Ian has written twelve books, 9 educational series and had more than 100 articles published in various journals. Ian is also the publisher and co-editor of the Committed Sardine Blog which is electronically distributed to more than 90,000 people in over 60 countries. He is also the creator and co-developer of TechWorks, the internationally successful K-8 technology framework, and was the catalyst of the NetSavvy and InfoSavvy information literacy series.

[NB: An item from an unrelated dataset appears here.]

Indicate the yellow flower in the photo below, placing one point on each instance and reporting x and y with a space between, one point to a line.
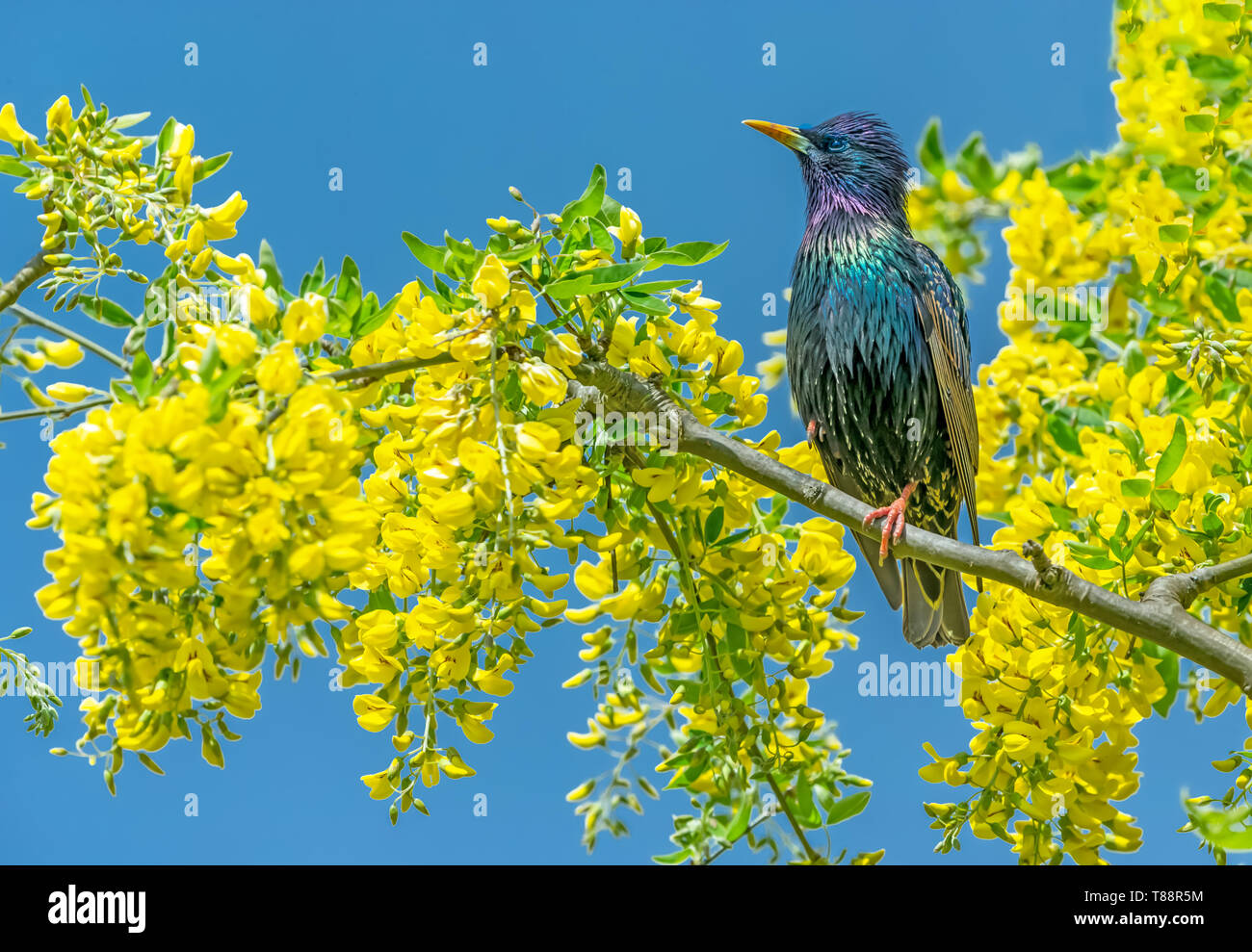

He has been a Contributing Editor for several journals and magazines, and is the author of the books "Teaching the Digital Generation: No More Cookie Cutter High Schools" with Ted McCain and Frank S. Kelly, "Windows on the Future" with Ted McCain, and "Net.Savvy: Building Information Literacy for the Classroom". His most recent publications include "Understanding the Digital Generation: Teaching and Learning in the New Digital Landscape", "The Digital Diet: Today's Digital Tools in Small Bytes", and "Living on the Future Edge: Windows on Tomorrow". He is also working on the upcoming books "Literacy Is Not Enough: 21st Century Fluencies for the Digital Age", and "Getting it Right: Aligning Technology for 21st Century Learning".

 

Ian is an educator first and foremost. His focus has consistently been on the compelling need to restructure our educational institutions so that they become relevant to the current and future needs of children. His rambunctious, irreverent and highly-charged presentations and articles emphasize many of the practical issues related to ensuring that change is meaningful. As a registered educational evangelist, his self-avowed mission in life is to ensure that children are properly prepared for the future rather than society's past. As a result, his material tends to focus on many of the pragmatic issues that provide the essential context for educational restructuring.